Circe, Marilyn Miller, author; Perdita Weeks, narrator
In this re-imagined story of the Greek goddess Circe, Marilyn Miller has done a wonderful job of bringing her to life. The narrator is superb, as she uses different voices and stress points to make each character unique. I studied Greek mythology in College, many years ago, and her presentation evoked many pleasant memories for me. I really enjoyed listening to it and remembering the history it portrayed of Troy and Sparta, the Titans and the Olympians. I remembered and re-imagined with her, all of the heroes, heroines, and villains, that I had once loved reading about. Although she was considered a minor goddess, Circe’s interactions with Odysseus, Athena, Daedalus, Prometheus, Hermes, Zeus, the Cyclops, Trident, Helios, Scylla, Penelope, the Sirens, and many more, were fascinating.
The relationship between the gods, goddesses and mortals was very creative, as was her handling of mysterious events during that time. Her interpretation of their bitterness and vengeful behavior was illuminating. People in modern times are sometimes as arrogant and petty, vindictive and unforgiving toward each other. The pride and arrogance sometimes resulted in remorse but in most cases the behavior simply proved how unrewarding and detrimental it could be. It was difficult to trust mortals or the gods.

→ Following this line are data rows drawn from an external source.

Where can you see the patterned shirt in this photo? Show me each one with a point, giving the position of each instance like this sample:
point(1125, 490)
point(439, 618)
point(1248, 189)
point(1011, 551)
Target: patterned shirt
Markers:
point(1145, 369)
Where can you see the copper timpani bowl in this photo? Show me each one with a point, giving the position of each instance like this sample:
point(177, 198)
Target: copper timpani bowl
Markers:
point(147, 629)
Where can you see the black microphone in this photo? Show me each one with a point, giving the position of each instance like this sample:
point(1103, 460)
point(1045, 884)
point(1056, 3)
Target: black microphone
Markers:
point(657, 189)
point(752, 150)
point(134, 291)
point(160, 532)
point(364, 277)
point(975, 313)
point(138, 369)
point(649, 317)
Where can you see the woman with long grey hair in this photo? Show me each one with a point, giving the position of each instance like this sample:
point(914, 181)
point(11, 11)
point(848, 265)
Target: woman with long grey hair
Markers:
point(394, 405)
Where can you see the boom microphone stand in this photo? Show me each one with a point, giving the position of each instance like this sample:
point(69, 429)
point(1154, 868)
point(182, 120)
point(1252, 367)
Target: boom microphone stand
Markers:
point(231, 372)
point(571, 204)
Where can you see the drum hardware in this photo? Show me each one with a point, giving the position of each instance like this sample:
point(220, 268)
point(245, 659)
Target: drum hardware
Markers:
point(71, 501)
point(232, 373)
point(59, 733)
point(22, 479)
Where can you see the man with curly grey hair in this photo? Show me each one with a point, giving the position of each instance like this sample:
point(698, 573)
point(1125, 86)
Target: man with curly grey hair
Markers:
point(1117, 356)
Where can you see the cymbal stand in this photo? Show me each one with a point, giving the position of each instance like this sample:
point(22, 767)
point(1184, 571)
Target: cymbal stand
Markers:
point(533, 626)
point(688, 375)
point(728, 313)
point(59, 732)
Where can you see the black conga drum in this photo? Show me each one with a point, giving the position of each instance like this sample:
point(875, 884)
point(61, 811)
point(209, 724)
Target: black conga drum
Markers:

The gods had no interest in mortals other than to use them as playthings, to be toyed with and then disposed of, but in some rare cases, some of the gods were kinder. To most, humans held no real value, though. The lesser gods, had less power and they had to be more clever or use magic and witchcraft to better their superiors who even chose to punish them. Imagine a punishment that lasted into eternity…the torture, the torment, the hopelessness. gods and goddesses were immortal and simply existed to please themselves. Any who defied or broke the rules paid dearly.
If you loved the Greek classics, you will love Miller’s reinterpretation of Circe.